O espetáculo Soror, com texto de Luisa Micheletti e direção de Caco Ciocler, não carrega esse nome por acaso. Intenso, visceral e profundo, com ares de comédia, o enredo apresenta duas versões de mulheres: Lilith, criada do pó e da lama, que carrega características muito surpreendentes, inicialmente: ela se recusa a ser submissa a Adão, no Éden recém-criado. É curioso observar como, logo no início, o texto causa identificação imediata por carregar elementos, através do diálogo entre ela e seu companheiro, que toda mulher já viveu, ou ao menos escutou. Frases como “você tem que usar isso” ou “você deve fazer aquilo”, proferidas por homens para as mulheres que os cercam.
Ao perceber que sua primeira companheira não irá agir e ser conforme os desejos dele, afinal, ela só quer ser do jeito que deseja, sem amarras, Adão pede ao pai, criador de tudo, que crie uma outra mulher para ele. Aí entra em cena Deus, que, ao ver-se sem saída, acaba cedendo ao desejo de seu filho, criando, assim, Eva, uma mulher obediente, doce, delicada.
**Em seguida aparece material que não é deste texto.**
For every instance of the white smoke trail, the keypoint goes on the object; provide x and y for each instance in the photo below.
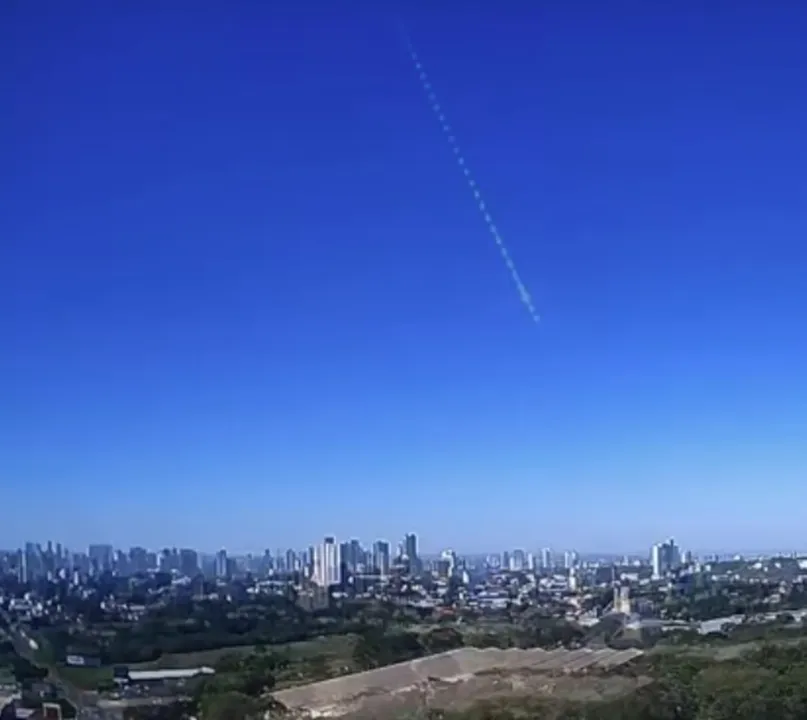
(523, 293)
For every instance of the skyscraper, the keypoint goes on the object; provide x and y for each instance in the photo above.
(381, 557)
(222, 566)
(327, 562)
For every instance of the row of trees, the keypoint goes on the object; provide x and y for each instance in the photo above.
(193, 626)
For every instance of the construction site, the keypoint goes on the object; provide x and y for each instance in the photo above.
(460, 678)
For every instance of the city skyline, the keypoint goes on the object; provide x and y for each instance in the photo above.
(244, 293)
(393, 547)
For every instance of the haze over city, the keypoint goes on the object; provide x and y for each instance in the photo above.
(246, 300)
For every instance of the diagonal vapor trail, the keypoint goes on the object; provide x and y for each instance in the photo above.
(448, 133)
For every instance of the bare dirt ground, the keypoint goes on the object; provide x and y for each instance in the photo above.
(463, 695)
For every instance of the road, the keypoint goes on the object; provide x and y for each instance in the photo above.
(85, 703)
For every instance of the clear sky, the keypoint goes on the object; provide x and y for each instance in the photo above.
(246, 299)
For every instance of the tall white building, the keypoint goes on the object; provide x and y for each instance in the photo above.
(327, 563)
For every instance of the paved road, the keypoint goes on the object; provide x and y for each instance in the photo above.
(84, 703)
Aparentemente, de acordo com o que Adão sempre sonhou e, querendo ou não, tudo o que a sociedade espera que uma mulher seja.
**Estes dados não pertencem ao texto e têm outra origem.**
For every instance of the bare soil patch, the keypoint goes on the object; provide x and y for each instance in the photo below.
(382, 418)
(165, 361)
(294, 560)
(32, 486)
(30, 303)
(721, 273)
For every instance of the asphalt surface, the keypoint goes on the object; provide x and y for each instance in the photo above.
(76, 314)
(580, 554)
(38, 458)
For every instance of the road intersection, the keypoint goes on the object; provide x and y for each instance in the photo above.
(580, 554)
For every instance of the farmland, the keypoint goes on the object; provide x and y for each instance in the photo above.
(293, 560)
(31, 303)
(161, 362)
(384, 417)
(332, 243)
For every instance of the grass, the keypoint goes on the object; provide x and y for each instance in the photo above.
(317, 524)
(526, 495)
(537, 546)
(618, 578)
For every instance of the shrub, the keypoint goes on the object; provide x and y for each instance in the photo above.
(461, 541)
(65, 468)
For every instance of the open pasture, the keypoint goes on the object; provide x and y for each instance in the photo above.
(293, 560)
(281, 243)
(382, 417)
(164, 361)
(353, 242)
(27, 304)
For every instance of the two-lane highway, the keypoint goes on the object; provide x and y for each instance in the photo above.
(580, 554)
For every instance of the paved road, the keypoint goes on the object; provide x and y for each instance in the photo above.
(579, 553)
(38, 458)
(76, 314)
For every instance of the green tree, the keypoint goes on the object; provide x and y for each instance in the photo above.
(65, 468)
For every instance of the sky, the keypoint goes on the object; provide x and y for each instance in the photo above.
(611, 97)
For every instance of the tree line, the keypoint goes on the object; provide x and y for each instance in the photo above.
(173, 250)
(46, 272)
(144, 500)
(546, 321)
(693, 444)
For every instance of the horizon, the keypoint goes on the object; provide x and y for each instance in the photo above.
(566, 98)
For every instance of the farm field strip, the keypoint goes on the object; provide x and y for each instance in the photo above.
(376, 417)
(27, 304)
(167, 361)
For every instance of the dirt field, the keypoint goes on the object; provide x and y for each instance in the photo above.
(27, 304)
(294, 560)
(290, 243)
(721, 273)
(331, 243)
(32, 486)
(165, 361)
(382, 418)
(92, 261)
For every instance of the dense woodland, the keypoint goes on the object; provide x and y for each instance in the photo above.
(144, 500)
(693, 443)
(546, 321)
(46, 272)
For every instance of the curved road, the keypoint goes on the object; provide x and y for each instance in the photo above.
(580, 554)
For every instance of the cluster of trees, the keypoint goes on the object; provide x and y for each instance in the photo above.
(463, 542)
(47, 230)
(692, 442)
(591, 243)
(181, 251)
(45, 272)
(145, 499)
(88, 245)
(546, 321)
Lilith e Eva acabam por se unir, descobrindo várias coisas em comum e outras nem tanto. A partir daí, Lilith dá uma série de lições que servem para todas as mulheres, sendo, por vezes, válidas para todo o público. Muito mais do que o feminismo raso e simples, o que “Soror” mostra através de Lilith é a prática do que o movimento significa, sem complicações.
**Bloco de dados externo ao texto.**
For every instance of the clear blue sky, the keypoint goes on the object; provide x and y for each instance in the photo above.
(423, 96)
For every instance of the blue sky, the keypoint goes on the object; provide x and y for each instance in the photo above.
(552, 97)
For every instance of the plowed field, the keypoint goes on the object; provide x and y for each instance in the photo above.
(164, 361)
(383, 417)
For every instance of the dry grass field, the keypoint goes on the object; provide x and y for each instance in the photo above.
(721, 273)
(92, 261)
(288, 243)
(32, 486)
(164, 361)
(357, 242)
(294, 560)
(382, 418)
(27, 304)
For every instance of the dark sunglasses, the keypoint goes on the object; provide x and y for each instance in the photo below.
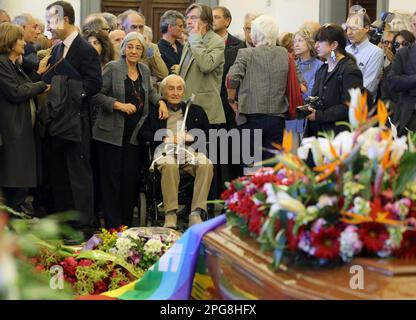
(397, 45)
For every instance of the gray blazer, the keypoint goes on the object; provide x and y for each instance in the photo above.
(203, 73)
(261, 75)
(109, 126)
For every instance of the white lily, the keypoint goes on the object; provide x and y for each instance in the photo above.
(342, 144)
(373, 147)
(280, 200)
(398, 149)
(355, 95)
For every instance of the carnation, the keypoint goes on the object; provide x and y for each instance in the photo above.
(350, 243)
(361, 206)
(153, 246)
(123, 246)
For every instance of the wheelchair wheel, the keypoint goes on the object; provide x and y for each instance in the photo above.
(142, 210)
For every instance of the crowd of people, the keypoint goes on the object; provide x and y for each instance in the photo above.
(78, 110)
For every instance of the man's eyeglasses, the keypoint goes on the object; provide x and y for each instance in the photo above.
(135, 26)
(397, 44)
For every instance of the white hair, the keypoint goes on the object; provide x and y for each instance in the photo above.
(22, 19)
(163, 83)
(251, 16)
(264, 31)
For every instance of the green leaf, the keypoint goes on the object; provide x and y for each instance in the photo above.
(98, 255)
(407, 169)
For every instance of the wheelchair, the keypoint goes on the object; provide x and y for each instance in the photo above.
(151, 211)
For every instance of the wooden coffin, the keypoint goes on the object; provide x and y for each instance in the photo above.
(236, 269)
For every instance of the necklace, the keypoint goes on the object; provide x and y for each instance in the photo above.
(136, 93)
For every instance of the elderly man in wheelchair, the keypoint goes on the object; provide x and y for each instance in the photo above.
(186, 127)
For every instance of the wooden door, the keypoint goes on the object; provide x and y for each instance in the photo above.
(369, 5)
(152, 10)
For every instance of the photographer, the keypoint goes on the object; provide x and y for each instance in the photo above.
(332, 82)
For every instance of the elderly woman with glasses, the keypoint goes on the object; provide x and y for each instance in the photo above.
(402, 39)
(123, 105)
(17, 118)
(261, 74)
Vale destacar a sintonia em cena entre Luisa Micheletti e Fernanda Nobre, que, do jeito delas, mostram para o público muito claramente os dois opostos de uma mesma personalidade, que podem muito bem conviver entre si. É uma bela mensagem de empoderamento, de coragem e de que diversos tipos de personalidades cabem dentro de uma mesma sociedade, sem julgamentos, completando-se entre si.